Immobilien in Innenstädten sind so wertvoll, dass Gebäude darauf enorme Einnahmen generieren müssen, um ihre Existenz wirtschaftlich zu rechtfertigen. Andernfalls besteht enormer Druck, sie abzureißen und durch Gebäude zu ersetzen, die maximalen Cashflow versprechen. Nur eine kleine Gruppe von Bürgern – selten, natürlich, darunter die Eigentümer selbst – setzt sich für den Erhalt historischer Gebäude anstelle von hohen Gewinnen ein.
Die Paläste sind nur noch charmante Anachronismen
Da sich Bevölkerung und Kinos in die Vororte verlagert haben, benötigt die Öffentlichkeit diese charmanten Anachronismen nicht mehr.
Selbst ihre Rolle als Fantasieschlösser ist überholt. Futuristische Gebäude wie das Hyatt Hotel in San Francisco und das Bonaventure Hotel in Los Angeles haben diese Funktion übernommen. Diese hochmodernen „Paläste“ entführen die Menschen in die Welt des 21. Jahrhunderts, hin zu Weltraumtechnologie und Science-Fiction.
Es ist eine bedauerliche amerikanische Eigenart, dass wir, während wir in die Zukunft stürmen, oft unsere Vergangenheit verleugnen und alles begraben, was uns an unser Erbe erinnert.
Unweigerlich werden viele Filmpaläste abgerissen werden. Mit jedem, der fällt, verlieren wir ein Stück von uns selbst und löschen einen Moment unserer Jugend aus, der nie wiederkehren kann.
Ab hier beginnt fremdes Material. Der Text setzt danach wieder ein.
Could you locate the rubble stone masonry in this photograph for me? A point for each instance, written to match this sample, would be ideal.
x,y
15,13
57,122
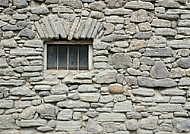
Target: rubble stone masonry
x,y
139,83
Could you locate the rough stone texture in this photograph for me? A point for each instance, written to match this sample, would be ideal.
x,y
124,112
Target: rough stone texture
x,y
138,78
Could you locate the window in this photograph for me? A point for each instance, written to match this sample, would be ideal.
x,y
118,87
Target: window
x,y
68,56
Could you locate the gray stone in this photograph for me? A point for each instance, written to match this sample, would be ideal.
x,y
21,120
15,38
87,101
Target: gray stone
x,y
184,63
94,127
27,33
3,63
68,126
6,103
149,82
184,81
158,52
73,3
59,89
90,97
28,113
115,3
149,123
40,10
159,70
22,91
165,32
4,3
161,23
73,104
121,60
111,117
55,98
157,41
10,43
65,114
46,111
182,125
34,43
139,5
98,6
125,106
31,123
139,16
173,92
143,92
6,122
20,3
87,88
169,108
183,30
132,125
106,76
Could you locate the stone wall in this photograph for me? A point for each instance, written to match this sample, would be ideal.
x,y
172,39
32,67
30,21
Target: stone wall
x,y
139,83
Filmpaläste boten Fantasie, Lachen und Unterhaltung in einem prachtvollen Ambiente, das moderne Kinos deprimierend trist erscheinen lässt.
Sie waren die Kathedralen, in denen die Menschheit zum ersten Mal in der Massenkommunikation per Videokonferenz zusammenkam. Die dort begonnene Transformation des menschlichen Bewusstseins durch die Medien zählt zu den weitreichendsten Entwicklungen dieses Jahrhunderts. Indem wir ihre Ursprünge zerstören, berauben wir uns selbst.
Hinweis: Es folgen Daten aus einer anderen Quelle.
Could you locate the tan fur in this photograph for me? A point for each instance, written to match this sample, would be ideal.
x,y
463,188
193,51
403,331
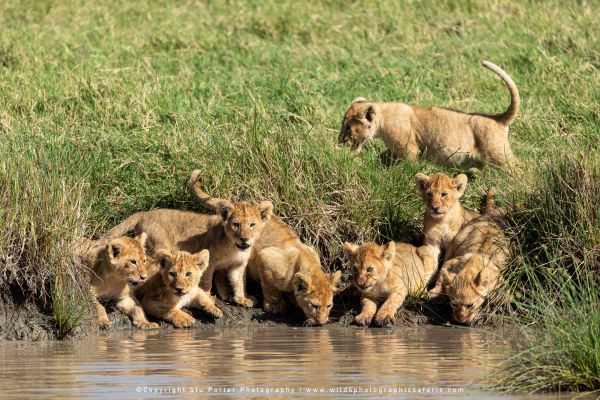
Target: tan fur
x,y
118,265
445,136
473,266
228,236
175,286
283,264
385,275
444,213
Indem wir unsere Vergangenheit auslöschen, rechtfertigen wir unseren Verlust mit dem Zauberwort „Fortschritt“. Diese Zerstörung nährt eine erschreckende Gefühllosigkeit, die unsere Werte verzerrt. Das Movie Palace ist ein zentrales Symbol der amerikanischen Sozial- und Kulturgeschichte. Wenn wir es zerstören, begehen wir einen unwiederbringlichen Fehler.